Tuesday, June 14, 2022

O Tempo da Obviedade

JULIÁN FUKS

O tempo da obviedade: já não cabe confusão diante da nossa realidade

11/06/2022 - UOL

Peço que hoje perdoem minha obviedade: ela não é minha, é da realidade circundante. Lembro de um tempo em que ecoava por toda parte uma mesma frase, corruptela de Millôr Fernandes: quem não está confuso, está mal informado. Foi há poucos anos, era o início da nossa debacle, o caos que nos levaria a uma situação muito mais clara, à evidência do desastre. Hoje o tempo parece se reger por alguma simplicidade; nunca foi tão fácil pensar o Brasil quanto agora, nunca tão cristalina a posição necessária a tomar. Proponho uma reformulação: quem está confuso, está mal intencionado, ou prefere fechar os olhos para o óbvio.

A simplicidade não goza de grande estima no saber contemporâneo, embora encontre sempre uma infinidade de usos cotidianos. Simplificar é empobrecer, é ignorar nuances, é falsear inevitavelmente a história. Simplificar é produzir caricaturas de baixa qualidade, desenhos primários que obscurecem o objeto retratado, que o afastam de sua verdade. Para Edgar Morin, célebre defensor do pensamento complexo, o que acontece é que tentamos nos livrar da desordem própria do mundo em nome de uma inteligibilidade, e para isso aderimos a certezas falsas, a uma forma de cegueira que vem da recusa à complexidade.

E, no entanto, o Brasil atual parece corresponder à risca ao seu retrato mais básico, e nenhum rosto é mais parecido com sua caricatura do que o de Jair Bolsonaro. Não é preciso convocar a complexidade para compreendê-lo: pelo contrário, a complexidade é que faria obscurecer seu caráter vil, sua monstruosidade. Bastante incompatível com o pensamento crítico é o maniqueísmo, e ainda assim hoje, apenas nestes anos, o maniqueísmo tem se revelado a leitura mais precisa do Brasil. Ante uma realidade dessas, acerta a linguagem infantil: temos no cargo máximo do país um homem mau. Em cada detalhe ele se mostra mau: é tosco, autoritário, insensível, cruel, cerca-se de sujeitos tão violentos quanto ele próprio, e faz da própria violência seu projeto de poder.

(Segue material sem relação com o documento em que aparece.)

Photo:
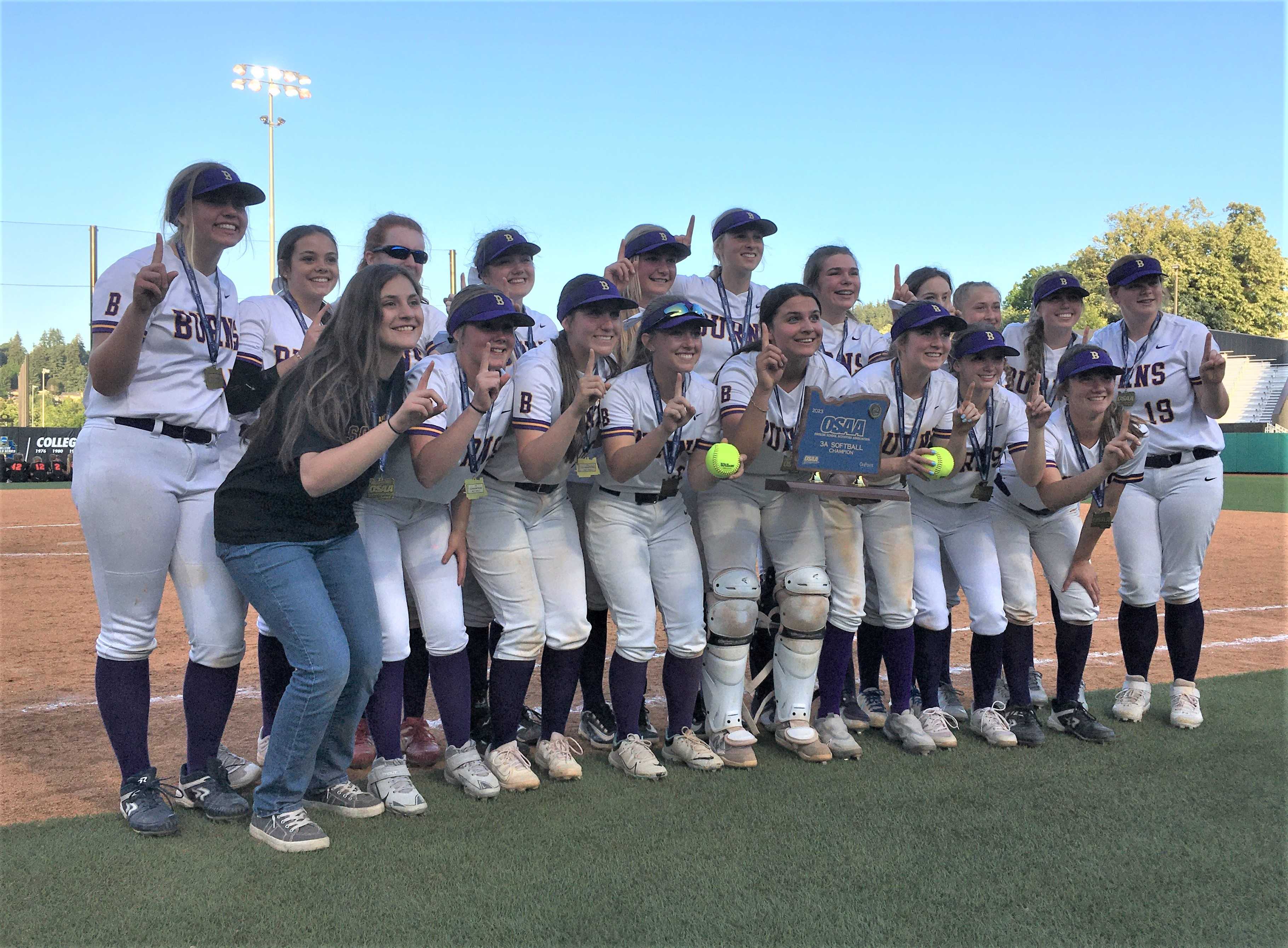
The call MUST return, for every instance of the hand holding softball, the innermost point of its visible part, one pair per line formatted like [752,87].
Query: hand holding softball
[724,463]
[153,282]
[968,413]
[769,366]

Por que uma minoria ruidosa ainda está disposta a apoiá-lo, eis a pergunta que não encontra resposta tão simples. Nem mesmo a lógica da preservação de privilégios históricos se aplica agora. Neste grau de destruição sistemática a que tem sido submetido o país, a cada dia todos perdemos, sem exceção, até quem lucra com a degradação — a diferença é que alguns ainda não o enxergam ou não o querem admitir. Muito já se disse sobre as relações inextricáveis entre o pessoal e o político: pois bem, o exercício tão nocivo da política tem sido uma afronta pessoal a cada indivíduo desta nação, mesmo àqueles que aceitam ser afrontados, aqueles que concordam com sua própria destruição. Num país acometido por este grau de aniquilação, sordidez, desfaçatez, abandono, sempre perderemos todos.

Por isso tantas opiniões se parecem, por isso você tem a sensação de já ter lido este texto uma centena de vezes. Não é a tal perseguição a um presidente que nunca angariou nenhuma simpatia da imprensa, como ele insiste em tom choroso, tantas vezes. É apenas o quase consenso alcançado por uma miríade de mentes pensantes, mentes que prefeririam explorar profundidades, minúcias, nuances, mas que acabam por se render à indigência do presente, tão simples e tão semelhante a si mesmo. Não há muito mais a dizer: a realidade é que é feita dessa penúria triste, dessa esqualidez de sentidos.

Tão famélico está o povo brasileiro quanto o nosso pensamento. Queremos algo de mais vivo e mais vasto a discutir, queremos de volta a ambiguidade, a multiplicidade de visões razoáveis, queremos de volta a possibilidade da incerteza, da sutileza. Anseio por um dia mais confuso do que este: quando ele enfim chegar, estaremos imersos numa realidade menos miserável. Anseio pelo dia em que retornaremos à complexidade, o dia em que não deverei pedir perdão e logo escrever uma obviedade, anseio muito, como anseio.